# Explore Dataset
## IQ2 Debates
*Marianne Aubin Le Quere and Lucas Van Bramer*

We are seeking to explore the basic tenets of our dataset. We will later be exploring complexity of language, so we will focus on something that comes quite close to this: word and sentence length.

## 1. Get averages
First, we want to gather some basic average facts:
  * What is the average word length in a debate?
  * What is the average sentence length in a debate?
  * What is the average utterance length in a debate?
  * What is the variability of word, sentence, or utterance length depending on the segment of a debate?
  * What is the variability of word, sentence, or utterance length depending on the speaker type of an utterance?

In [150]:
# import required modules and set up environment
import json
import os
import re

# replace file path below with your own local convokit
os.chdir('/Users/marianneaubin/Documents/Classes/CS6742/Cornell-Conversational-Analysis-Toolkit')
import convokit

In [151]:
# open created IQ2 corpus
corpus = convokit.Corpus(filename='datasets/iq2_corpus/iq2_corpus')

In [152]:
# print basic info about the corpus
corpus.print_summary_stats()

Number of Users: 471
Number of Utterances: 26562
Number of Conversations: 108


In [153]:
import re

# for each utterance, calculate how many words and sentences are in the utterance.
utter_ids = corpus.get_utterance_ids()
word_counts = []
sentence_counts = []
num_sentences = 0
for utt_id in utter_ids:
    utt = corpus.get_utterance(utt_id)
    
    #we simply use spaces to delineate words
    words = utt.text.split()
    word_count = len(words)
    word_counts.append(word_count)
    
    #we use regex to separate sentences
    sentences = re.split(r'[.!?]+', utt.text)
    sentences = list(filter(None, sentences))
    for sentence in sentences:
        words_in_sentence = sentence.split()
        words_in_sentence_count = len(words_in_sentence)
        sentence_counts.append(words_in_sentence_count)
        num_sentences = num_sentences + 1;
        
# get average word count per utterance
word_len_sum = sum(word_counts)
utt_num = len(list(corpus.iter_utterances()))
avg_word_len = word_len_sum/utt_num
print("average number of words per utterance is " + str(round(avg_word_len,2)))

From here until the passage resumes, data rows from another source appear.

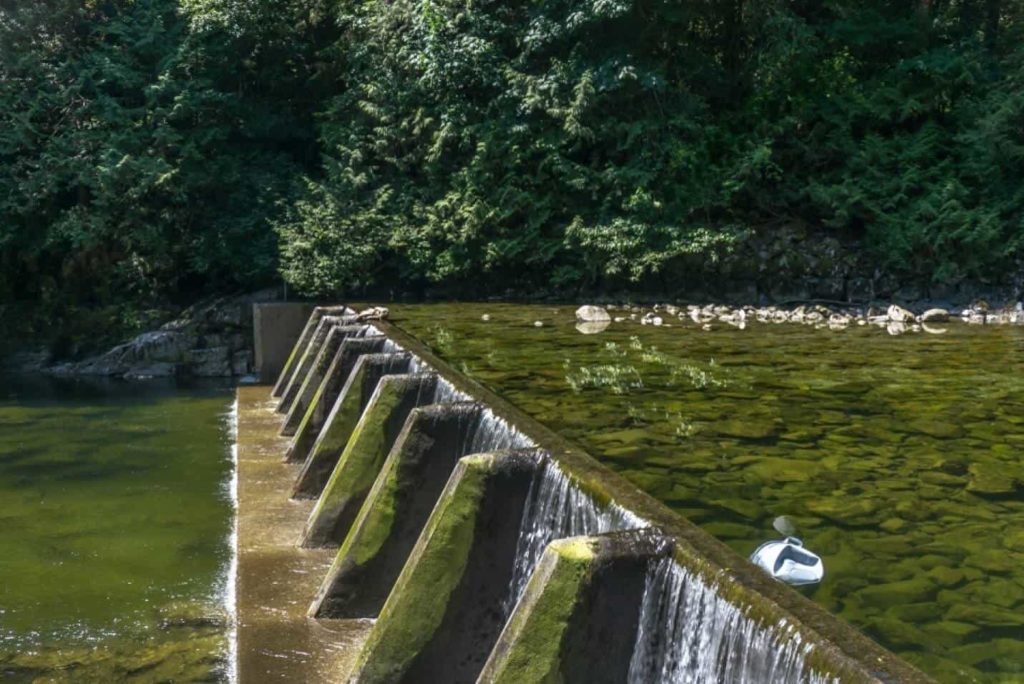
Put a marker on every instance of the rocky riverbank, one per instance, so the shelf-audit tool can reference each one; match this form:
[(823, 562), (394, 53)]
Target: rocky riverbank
[(211, 339), (894, 318)]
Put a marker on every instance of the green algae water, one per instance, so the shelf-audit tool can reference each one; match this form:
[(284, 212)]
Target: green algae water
[(115, 525), (900, 459)]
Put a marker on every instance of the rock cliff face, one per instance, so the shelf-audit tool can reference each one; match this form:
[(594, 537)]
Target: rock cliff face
[(212, 339)]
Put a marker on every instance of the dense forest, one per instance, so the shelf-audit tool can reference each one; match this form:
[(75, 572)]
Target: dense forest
[(156, 151)]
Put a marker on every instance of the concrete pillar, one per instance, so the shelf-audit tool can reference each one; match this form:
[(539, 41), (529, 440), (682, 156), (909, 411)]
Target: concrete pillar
[(446, 609), (276, 327), (363, 454), (578, 620), (395, 510)]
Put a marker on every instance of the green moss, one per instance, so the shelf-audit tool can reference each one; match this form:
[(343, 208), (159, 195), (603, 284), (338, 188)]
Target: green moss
[(373, 527), (339, 427), (529, 649), (313, 381), (307, 417), (418, 603), (360, 462)]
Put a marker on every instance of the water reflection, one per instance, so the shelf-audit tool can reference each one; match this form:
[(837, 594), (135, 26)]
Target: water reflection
[(897, 456)]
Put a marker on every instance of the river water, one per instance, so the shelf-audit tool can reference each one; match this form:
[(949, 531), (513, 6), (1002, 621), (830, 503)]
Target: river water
[(115, 528), (900, 459)]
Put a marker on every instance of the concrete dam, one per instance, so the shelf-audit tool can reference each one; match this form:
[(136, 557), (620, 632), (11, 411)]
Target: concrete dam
[(400, 522)]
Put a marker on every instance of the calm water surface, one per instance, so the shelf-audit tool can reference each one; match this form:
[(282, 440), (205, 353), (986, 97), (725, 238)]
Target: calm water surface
[(901, 459), (114, 531)]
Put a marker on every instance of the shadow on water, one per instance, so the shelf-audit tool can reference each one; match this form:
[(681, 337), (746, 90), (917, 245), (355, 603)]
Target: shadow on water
[(116, 517)]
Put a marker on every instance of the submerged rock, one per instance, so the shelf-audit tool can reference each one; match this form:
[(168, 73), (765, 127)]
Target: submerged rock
[(591, 313), (935, 315)]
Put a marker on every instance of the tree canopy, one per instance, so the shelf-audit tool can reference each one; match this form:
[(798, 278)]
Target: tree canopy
[(151, 150)]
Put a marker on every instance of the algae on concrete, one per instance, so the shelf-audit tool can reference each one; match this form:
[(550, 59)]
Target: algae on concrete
[(444, 612), (325, 403), (420, 596), (578, 618), (323, 455), (395, 510), (364, 455), (529, 647), (293, 361), (312, 348), (314, 377)]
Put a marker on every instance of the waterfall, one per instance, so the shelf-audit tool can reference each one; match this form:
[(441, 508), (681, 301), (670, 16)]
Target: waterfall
[(494, 433), (444, 392), (688, 633), (555, 509)]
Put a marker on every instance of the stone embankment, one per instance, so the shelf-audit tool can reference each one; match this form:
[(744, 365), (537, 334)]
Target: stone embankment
[(894, 318), (212, 339), (482, 546)]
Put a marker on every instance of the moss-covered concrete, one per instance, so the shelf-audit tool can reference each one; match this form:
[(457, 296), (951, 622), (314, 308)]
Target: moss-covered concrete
[(317, 372), (325, 402), (275, 578), (578, 618), (838, 647), (445, 610), (292, 364), (363, 455), (306, 358), (395, 510)]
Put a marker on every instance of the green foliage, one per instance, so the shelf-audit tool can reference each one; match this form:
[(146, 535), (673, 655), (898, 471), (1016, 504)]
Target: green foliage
[(139, 162), (151, 150), (629, 143)]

# get average word count per sentence
word_sent_len_sum = sum(sentence_counts)
avg_sentence_len = word_sent_len_sum/num_sentences
print("average number of words per sentence is " + str(round(avg_sentence_len, 2)))

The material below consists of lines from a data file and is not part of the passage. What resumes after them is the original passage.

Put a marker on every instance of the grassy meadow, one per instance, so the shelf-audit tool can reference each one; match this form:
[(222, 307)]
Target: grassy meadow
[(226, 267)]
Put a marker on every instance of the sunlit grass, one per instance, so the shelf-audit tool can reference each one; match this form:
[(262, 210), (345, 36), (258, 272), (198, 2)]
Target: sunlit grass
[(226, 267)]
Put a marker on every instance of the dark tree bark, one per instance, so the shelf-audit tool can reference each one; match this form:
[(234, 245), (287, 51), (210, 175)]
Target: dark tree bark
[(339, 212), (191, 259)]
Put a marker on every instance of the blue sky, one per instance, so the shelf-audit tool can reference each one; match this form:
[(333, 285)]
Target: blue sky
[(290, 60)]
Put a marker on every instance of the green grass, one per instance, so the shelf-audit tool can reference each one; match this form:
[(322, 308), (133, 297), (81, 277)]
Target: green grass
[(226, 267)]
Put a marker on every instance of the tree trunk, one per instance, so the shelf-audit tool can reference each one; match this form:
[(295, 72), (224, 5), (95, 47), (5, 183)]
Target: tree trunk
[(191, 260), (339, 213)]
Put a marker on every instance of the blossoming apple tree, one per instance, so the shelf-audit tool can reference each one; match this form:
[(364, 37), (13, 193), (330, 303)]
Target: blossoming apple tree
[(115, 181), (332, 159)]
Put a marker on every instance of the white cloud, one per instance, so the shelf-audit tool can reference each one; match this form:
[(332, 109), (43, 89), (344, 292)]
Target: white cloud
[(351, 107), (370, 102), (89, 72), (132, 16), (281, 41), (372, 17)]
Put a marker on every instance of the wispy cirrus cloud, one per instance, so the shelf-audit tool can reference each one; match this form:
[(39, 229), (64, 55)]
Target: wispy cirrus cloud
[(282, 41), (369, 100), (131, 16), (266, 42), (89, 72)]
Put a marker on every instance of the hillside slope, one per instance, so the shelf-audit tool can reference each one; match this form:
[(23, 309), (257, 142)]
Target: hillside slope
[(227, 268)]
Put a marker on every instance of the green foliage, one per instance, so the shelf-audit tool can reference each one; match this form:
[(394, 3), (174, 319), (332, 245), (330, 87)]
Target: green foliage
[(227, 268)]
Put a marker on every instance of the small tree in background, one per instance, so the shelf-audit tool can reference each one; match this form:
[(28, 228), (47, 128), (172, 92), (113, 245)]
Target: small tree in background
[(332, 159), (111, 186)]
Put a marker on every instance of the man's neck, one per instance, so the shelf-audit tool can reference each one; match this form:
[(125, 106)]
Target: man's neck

average number of words per utterance is 71.18
average number of words per sentence is 14.61


In [154]:
# function get_averages
# this function will count the averages of a number of words for a specific scenario
#    inputs: list of utterances, instance of corpus
#    outputs: average number of words per utterance, average number of words per sentence

def get_averages(utt_list, corp): 
    word_counts = []
    sentence_counts = []
    num_sentences = 0
    for utt_id in utt_list:
        utt = corp.get_utterance(utt_id)
    
        #we simply use spaces to delineate words
        words = utt.text.split()
        word_count = len(words)
        word_counts.append(word_count)
        
        #we use regex to separate sentences
        sentences = re.split(r'[.!?]+', utt.text)
        sentences = list(filter(None, sentences))
        for sentence in sentences:
            words_in_sentence = sentence.split()
            words_in_sentence_count = len(words_in_sentence)
            sentence_counts.append(words_in_sentence_count)
            num_sentences = num_sentences + 1;
        
    # get average word count per utterance
    word_len_sum = sum(word_counts)
    utt_num = len(list(corp.iter_utterances()))
    avg_word_len = word_len_sum/utt_num
    print("average number of words per utterance is " + str(round(avg_word_len,2)))

    # get average word count per sentence
    word_sent_len_sum = sum(sentence_counts)
    avg_sentence_len = word_sent_len_sum/num_sentences
    print("average number of words per sentence is " + str(round(avg_sentence_len, 2)))
    
    return avg_word_len, avg_sentence_len

In [160]:
# function get_segment_utterances
# this function takes in a whole corpus and will return a list of utterances
# only for the segment specified
#    inputs: corpus, desired segment
#    outputs: list of utterances in a segment

def get_segment_utterances(corp, seg):
    seg_utter_ids = []
    utter_ids = corp.get_utterance_ids()
    for utt_id in utter_ids:
        segment = corp.get_utterance(utt_id).meta['segment']
        if segment == seg:
            seg_utter_ids.append(utt_id)
    return seg_utter_ids;

In [172]:
print("overall segment stats:")
avg_word_len, avg_sentence_len = get_averages(corpus.get_utterance_ids(), corpus)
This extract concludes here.